Japan is ranked No. 4 in infrastructure in the Global Competitiveness Report. In 2016, Japan approved a $61 billion infrastructure plan in hopes of doubling the number of tourists visiting the country by 2020, when Tokyo hosts the Summer Olympics. The money will help speed up development of a maglev rail line from Tokyo to Nagoya by 2027, with an extension to Osaka to start construction in 2035; neither of those projects will have any effect on the Olympics. Details still need to be worked out, but the government plans to offer low-interest loans to the privately owned Central Japan Railway Co.

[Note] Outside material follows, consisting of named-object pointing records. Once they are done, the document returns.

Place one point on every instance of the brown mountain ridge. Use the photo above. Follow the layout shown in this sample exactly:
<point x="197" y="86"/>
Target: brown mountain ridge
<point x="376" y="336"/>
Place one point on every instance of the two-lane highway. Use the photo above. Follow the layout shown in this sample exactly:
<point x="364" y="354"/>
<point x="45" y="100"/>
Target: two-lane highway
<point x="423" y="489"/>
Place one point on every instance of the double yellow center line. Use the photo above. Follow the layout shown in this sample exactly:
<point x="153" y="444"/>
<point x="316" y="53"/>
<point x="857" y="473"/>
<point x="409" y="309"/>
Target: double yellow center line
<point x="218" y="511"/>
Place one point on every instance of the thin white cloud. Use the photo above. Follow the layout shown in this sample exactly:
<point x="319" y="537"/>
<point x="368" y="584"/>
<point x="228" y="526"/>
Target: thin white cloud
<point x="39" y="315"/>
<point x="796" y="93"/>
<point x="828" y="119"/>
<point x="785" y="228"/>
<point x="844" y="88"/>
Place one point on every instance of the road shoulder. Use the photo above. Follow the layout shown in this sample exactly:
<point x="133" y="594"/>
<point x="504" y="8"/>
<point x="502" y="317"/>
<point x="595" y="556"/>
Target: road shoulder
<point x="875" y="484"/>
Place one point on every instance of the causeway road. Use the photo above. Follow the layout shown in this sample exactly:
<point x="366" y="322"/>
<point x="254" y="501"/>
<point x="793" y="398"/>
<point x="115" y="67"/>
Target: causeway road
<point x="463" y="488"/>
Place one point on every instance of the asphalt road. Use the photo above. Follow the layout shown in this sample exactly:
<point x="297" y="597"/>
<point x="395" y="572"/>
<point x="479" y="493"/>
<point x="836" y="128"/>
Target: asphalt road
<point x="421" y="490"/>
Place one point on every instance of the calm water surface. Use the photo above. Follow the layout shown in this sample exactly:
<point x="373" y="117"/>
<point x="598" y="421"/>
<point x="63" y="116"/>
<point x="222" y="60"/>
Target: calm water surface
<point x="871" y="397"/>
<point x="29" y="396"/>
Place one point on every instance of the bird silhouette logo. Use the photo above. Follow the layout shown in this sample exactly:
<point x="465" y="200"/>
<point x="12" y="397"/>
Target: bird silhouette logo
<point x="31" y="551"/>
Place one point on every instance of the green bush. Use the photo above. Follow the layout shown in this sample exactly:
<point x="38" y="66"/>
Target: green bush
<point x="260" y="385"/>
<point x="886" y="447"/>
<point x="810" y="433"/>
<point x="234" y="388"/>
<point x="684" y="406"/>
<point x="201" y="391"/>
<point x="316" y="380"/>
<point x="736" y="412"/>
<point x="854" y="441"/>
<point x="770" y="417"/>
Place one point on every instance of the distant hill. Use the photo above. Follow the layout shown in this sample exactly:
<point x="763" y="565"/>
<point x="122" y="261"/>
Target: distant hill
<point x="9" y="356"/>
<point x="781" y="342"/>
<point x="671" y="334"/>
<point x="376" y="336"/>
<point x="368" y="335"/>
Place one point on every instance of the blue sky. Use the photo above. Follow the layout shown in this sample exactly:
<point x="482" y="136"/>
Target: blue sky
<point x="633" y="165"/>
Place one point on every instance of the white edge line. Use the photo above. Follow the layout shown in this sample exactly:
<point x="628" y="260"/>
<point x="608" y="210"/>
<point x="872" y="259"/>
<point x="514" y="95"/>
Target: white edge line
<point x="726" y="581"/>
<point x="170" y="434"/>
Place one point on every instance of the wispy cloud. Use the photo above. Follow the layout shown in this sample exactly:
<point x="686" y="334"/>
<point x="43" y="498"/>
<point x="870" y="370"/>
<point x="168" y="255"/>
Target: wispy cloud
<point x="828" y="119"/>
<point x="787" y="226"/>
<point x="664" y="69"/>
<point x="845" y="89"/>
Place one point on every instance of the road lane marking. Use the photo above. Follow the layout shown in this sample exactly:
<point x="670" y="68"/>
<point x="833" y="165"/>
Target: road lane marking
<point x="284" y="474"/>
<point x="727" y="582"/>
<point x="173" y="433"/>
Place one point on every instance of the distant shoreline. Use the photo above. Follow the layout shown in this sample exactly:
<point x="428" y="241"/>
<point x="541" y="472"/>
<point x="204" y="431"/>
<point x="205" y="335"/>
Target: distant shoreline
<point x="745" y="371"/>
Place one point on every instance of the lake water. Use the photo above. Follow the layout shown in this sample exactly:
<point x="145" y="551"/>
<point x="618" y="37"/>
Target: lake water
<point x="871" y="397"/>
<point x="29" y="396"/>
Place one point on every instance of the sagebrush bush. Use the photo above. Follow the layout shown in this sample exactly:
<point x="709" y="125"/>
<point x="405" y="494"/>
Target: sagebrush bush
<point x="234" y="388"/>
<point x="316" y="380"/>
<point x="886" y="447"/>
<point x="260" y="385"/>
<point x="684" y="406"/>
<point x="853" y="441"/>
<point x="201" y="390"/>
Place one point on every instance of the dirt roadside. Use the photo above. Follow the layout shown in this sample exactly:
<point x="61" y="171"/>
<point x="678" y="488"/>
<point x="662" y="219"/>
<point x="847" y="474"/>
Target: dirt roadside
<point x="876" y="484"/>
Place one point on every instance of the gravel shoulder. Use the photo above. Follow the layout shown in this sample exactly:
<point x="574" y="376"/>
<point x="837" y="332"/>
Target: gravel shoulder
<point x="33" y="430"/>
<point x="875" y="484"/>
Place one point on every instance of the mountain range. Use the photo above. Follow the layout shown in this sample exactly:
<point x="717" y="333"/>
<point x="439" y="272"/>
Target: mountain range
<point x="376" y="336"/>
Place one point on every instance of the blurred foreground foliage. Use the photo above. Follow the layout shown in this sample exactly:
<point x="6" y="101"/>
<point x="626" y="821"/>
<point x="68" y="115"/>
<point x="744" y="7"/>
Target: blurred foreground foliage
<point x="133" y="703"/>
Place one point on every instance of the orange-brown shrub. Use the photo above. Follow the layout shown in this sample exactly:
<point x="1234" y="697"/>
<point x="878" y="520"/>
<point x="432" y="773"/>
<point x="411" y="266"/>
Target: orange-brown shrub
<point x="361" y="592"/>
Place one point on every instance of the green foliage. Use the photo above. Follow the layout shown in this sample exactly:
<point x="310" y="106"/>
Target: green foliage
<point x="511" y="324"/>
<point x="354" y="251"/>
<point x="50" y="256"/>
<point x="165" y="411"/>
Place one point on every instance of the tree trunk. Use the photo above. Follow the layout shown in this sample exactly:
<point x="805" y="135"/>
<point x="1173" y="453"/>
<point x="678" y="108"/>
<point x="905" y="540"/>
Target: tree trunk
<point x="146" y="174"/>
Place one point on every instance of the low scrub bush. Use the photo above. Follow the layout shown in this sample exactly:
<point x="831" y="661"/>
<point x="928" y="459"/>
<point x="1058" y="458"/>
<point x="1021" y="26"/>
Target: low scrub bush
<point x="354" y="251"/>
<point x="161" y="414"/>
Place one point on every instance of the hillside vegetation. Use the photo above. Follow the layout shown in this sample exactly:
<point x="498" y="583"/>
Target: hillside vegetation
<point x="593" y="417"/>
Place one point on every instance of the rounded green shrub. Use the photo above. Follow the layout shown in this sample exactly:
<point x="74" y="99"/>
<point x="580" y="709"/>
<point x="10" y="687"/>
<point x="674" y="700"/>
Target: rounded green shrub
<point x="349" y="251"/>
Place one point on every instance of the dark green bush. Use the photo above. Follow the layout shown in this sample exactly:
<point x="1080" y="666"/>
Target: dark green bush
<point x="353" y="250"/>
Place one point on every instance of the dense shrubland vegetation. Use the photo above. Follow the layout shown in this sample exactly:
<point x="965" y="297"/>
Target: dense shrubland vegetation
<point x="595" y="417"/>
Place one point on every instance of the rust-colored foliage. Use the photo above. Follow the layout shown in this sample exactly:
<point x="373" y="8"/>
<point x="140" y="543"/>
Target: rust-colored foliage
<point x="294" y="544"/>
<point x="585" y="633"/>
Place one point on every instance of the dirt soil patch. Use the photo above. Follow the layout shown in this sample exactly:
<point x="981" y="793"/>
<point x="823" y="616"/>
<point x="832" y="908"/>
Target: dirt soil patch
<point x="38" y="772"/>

Other Asia Pacific countries are much farther down the list. China is ranked No. 46, despite efforts to boost its infrastructure. China plans to move 250 million people over the next eight to 10 years into the country’s megacities, and is investing highways spanning the continent, the world’s largest wind power base, airports and new cities in the desert. Perhaps the most audacious (and certainly most expensive) project: By 2030, China plans to move 42 million people from a nine-city region into one giant megacity in the Pearl River Delta that will eventually have a population of 80 million. The project is slated to cost $322 billion.
Global Competitiveness Rankins
UK (ranked No. 11 in infrastructure) unveiled a plan to spend more than £500 billion on over 700 infrastructure-related projects and programmes over the next few years. The projects include the Thames Tideway Tunnel, rolling smart metres and upgrading the A14 road, with a mixture of public and private spending.
France (ranked No. 7) prides itself on having a wide range of technologically advanced transportation options, mostly government operated. Along with its sophisticated mass transport in Paris, it has highly regarded railways, airports and ports.
Germany (ranked No. 10) has avoided much of the economic turmoil facing other countries since the Great Financial Crisis and has kept its budget in balance. But its cautious approach to spending has imperilled its traditional high standing as a world leader in infrastructure. Experts warn that Germany is in danger of falling behind unless it invests more in roads, broadband and public transport.
In The Netherlands (ranked No. 3), the government is committed to spending about €25 billion for constructing new roads, and road users will be encouraged to use existing motorways, waterways and railroads more efficiently. In addition, the EU is providing grants to the Netherlands for various railway, water and shipping projects. The Netherlands currently funds its highways through a national infrastructure fund with express lane fees, regular tolls and taxes.
The WEF ranked the US as No. 9 worldwide in infrastructure. This is despite the ‘D+’ grade the US received in the 2017 Infrastructure Report Card, which is issued every four years by the American Society of Civil Engineers. According to the report, the US faces a $2.0 trillion, 10-year investment gap in infrastructure, which will require substantial increases in the federal motor fuels tax and new fees to improve water, waste, transportation and energy services.
In February 2018, President Trump proposed turning $200 billion in federal money into $1.5 trillion for fixing America’s infrastructure by leveraging local and state tax dollars and private investment. In March 2018, Congressional Democrats unveiled their own plan, involving $1 trillion in public spending paid for by rolling back the tax cuts passed last year. With the Democrats in the minority, the chance of their plan passing is nil, but it’s unclear yet what if any plan will be passed.